All the results of the laboratory experiments will be published openly, with the aim of creating a type of operating system that can be used in a wide range of robots.
Finally, Nvidia intends to create specialized software or hardware packages that come pre-programmed to perform kitchen tasks, and add to their knowledge base by observing what human cooks do. Fox said that models of 3-D computer kitchen environments, or any domestic environment, could become standard applications that are delivered every time someone moves into a new house or remodels an old one.
"You buy your kitchen plus the model, and let's say you already have your robot," Fox said. "Load it to the robot, and your robot will know about the kitchen."
But the fruits of Seattle laboratory studies will not be found only in the kitchens of the future. Someday, personal robots could take on delicate tasks such as shaving people with disabilities, helping older people who would otherwise have to move out of their homes or doing jobs that human workers would rather not do. Nvidia's robotic research could help make this happen.

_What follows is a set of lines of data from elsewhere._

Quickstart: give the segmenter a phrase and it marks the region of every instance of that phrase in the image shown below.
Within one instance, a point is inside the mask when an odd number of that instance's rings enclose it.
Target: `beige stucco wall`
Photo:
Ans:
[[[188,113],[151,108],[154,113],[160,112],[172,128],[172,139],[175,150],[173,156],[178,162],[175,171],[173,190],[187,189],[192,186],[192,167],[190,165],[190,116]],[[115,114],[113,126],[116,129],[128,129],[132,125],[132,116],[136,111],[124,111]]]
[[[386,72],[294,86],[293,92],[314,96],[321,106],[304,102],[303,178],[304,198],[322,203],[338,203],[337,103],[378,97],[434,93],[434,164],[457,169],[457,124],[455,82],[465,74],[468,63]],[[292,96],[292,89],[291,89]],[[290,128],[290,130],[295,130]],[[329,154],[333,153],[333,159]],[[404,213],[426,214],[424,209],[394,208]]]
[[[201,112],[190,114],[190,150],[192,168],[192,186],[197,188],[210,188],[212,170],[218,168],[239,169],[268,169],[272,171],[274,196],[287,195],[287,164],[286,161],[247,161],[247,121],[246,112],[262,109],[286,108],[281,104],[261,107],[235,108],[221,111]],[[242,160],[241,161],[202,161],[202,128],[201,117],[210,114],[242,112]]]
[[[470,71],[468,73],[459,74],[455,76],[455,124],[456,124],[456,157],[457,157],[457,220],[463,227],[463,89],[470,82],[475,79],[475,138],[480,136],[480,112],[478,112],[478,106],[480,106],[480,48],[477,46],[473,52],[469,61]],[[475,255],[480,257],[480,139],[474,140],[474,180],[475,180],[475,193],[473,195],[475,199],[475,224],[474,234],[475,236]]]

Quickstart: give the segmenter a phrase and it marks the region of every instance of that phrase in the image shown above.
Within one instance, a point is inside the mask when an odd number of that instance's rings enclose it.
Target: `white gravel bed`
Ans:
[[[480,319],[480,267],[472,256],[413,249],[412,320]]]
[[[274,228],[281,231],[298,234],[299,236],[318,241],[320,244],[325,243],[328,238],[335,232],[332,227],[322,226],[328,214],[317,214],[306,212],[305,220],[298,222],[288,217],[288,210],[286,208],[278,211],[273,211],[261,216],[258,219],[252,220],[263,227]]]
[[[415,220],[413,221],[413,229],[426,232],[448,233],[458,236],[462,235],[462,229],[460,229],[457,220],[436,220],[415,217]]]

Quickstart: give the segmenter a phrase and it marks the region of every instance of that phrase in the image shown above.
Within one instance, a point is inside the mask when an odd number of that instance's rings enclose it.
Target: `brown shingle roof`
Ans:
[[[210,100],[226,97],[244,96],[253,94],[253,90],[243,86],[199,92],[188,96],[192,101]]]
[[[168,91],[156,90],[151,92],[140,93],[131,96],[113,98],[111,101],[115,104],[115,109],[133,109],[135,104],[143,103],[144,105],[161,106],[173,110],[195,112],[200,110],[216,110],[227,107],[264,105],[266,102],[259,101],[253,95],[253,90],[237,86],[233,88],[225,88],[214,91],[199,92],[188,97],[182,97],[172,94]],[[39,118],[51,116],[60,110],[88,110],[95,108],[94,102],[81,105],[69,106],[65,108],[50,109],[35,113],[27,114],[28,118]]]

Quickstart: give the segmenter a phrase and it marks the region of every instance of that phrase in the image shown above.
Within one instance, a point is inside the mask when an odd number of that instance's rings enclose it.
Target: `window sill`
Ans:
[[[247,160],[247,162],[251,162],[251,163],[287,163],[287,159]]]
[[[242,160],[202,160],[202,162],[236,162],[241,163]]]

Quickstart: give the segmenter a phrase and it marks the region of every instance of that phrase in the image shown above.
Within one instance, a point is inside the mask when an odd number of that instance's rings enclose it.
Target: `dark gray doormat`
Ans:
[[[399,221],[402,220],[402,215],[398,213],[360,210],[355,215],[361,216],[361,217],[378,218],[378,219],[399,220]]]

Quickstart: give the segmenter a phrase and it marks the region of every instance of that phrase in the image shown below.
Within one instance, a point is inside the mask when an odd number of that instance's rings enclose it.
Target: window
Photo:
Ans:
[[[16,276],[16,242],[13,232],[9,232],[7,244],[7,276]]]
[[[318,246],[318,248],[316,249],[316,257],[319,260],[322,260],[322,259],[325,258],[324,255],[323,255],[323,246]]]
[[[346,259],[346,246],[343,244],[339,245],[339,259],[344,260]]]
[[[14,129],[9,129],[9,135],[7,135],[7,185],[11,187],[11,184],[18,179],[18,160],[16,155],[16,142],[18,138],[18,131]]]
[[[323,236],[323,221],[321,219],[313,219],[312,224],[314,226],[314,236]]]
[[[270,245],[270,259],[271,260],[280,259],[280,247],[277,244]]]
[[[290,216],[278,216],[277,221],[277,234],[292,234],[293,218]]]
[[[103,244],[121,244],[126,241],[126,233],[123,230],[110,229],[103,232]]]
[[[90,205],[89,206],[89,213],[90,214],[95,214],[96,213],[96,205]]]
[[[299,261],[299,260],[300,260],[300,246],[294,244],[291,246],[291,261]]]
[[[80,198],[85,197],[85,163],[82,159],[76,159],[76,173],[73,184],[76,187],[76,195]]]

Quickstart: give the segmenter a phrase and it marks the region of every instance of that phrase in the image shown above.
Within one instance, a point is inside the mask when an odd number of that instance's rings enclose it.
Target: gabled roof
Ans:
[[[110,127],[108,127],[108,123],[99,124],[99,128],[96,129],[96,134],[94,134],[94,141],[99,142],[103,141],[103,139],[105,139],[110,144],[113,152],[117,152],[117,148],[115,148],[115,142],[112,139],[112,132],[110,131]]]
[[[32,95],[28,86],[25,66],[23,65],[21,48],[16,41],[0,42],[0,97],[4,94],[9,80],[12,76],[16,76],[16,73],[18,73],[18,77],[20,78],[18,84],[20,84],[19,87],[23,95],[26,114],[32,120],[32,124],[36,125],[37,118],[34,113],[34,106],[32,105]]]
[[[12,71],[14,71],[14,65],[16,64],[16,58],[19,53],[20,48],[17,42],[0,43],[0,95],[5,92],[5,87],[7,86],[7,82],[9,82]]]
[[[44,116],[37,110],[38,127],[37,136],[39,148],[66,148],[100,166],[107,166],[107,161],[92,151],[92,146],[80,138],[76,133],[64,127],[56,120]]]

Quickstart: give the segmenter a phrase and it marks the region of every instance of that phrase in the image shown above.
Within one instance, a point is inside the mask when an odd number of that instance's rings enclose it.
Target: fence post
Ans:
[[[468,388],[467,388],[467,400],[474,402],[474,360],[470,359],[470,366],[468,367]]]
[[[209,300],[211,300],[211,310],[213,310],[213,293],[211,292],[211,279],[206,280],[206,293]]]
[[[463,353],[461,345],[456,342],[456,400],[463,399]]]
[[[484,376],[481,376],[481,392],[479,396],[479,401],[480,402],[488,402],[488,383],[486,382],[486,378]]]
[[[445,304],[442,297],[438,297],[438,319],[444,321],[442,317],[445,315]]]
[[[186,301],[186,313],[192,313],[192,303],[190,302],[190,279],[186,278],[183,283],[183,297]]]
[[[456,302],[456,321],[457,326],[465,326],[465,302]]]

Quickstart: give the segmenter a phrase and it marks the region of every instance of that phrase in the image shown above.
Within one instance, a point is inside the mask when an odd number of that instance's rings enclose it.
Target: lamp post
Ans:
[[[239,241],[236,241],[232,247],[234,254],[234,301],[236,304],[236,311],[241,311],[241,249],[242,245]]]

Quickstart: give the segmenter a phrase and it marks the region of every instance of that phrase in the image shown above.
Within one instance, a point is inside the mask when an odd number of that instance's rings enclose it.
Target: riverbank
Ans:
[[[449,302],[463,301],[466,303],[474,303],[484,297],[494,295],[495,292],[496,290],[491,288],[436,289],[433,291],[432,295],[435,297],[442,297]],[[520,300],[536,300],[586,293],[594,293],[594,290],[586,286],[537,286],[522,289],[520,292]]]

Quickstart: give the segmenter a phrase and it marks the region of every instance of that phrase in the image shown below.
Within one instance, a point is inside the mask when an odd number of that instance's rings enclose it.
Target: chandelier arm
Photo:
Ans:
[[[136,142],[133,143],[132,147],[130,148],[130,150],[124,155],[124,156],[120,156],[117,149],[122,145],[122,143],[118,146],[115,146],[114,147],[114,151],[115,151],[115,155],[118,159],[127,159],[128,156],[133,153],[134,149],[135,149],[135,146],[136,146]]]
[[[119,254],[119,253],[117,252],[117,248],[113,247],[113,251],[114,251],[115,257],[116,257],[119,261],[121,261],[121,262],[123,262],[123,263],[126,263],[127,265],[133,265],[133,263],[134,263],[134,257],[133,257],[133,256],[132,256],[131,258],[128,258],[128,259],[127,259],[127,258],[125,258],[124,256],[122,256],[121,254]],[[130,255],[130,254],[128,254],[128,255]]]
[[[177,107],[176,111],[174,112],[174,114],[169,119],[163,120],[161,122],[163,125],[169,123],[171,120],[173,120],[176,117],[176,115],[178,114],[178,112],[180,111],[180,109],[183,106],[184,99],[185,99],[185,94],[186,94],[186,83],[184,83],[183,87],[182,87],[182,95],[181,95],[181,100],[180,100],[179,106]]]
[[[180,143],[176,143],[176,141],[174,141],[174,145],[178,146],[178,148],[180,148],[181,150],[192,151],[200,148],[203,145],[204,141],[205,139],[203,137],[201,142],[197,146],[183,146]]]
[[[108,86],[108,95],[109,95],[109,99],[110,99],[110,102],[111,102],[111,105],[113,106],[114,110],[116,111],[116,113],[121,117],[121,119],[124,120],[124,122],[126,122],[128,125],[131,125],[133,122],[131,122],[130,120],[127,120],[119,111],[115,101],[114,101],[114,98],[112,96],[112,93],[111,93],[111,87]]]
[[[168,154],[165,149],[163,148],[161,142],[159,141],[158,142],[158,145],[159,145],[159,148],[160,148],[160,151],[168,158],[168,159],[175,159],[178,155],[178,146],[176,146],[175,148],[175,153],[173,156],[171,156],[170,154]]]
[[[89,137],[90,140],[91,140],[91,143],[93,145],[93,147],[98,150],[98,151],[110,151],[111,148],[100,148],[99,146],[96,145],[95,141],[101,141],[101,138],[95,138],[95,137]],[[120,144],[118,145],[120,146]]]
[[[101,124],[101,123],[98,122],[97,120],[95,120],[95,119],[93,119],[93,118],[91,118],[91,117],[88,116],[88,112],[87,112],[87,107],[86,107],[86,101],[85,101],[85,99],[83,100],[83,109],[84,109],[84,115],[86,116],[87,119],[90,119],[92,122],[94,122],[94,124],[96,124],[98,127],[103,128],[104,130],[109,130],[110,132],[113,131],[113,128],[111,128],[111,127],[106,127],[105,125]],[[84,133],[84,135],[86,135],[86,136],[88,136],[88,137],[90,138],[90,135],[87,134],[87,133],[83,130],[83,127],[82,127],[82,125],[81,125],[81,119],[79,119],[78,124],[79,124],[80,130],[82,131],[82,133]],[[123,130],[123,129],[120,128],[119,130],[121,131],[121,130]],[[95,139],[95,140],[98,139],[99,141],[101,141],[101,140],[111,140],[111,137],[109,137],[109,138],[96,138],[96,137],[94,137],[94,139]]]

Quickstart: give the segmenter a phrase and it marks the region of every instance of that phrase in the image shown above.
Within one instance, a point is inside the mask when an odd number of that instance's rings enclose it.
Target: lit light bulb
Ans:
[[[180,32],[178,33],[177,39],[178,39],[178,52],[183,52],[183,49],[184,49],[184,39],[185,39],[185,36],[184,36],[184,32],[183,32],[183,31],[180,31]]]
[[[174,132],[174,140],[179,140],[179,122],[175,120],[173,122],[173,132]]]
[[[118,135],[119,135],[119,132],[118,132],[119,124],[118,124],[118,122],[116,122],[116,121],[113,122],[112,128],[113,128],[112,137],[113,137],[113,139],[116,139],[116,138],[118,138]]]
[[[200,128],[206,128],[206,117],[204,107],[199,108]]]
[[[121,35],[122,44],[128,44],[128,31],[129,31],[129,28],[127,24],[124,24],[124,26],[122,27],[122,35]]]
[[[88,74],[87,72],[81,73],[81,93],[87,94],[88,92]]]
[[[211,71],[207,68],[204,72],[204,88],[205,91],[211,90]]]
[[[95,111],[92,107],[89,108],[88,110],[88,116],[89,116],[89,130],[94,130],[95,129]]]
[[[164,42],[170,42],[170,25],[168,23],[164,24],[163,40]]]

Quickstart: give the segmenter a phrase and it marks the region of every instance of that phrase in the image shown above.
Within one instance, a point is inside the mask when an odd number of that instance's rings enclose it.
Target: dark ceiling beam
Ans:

"There are so many interesting things that we could sneak away in our search for a general artificial intelligence robot. "For example, it is very likely that in the near future you will have 'exo-vehicles' around you, be it an exoskeleton or an exo-something that helps people with disabilities, or help us to be stronger. than us, "Huang said.
"It is very likely that in the future, manufacturing robots do not have to be programmed, that somehow they learn by observing us, or learn by imitation, or learn in general what their objectives are," he added.
So, did Huang's tour of the Seattle lab and his encounter with the robotic hand generate ideas for the new Nvidia products? "I have many ideas for new products," he said with a sly smile. "I'll tell you about them at GTC."
For what it's worth, 10 weeks are left for the Nvidia GPU Technology Conference, also known as GTC.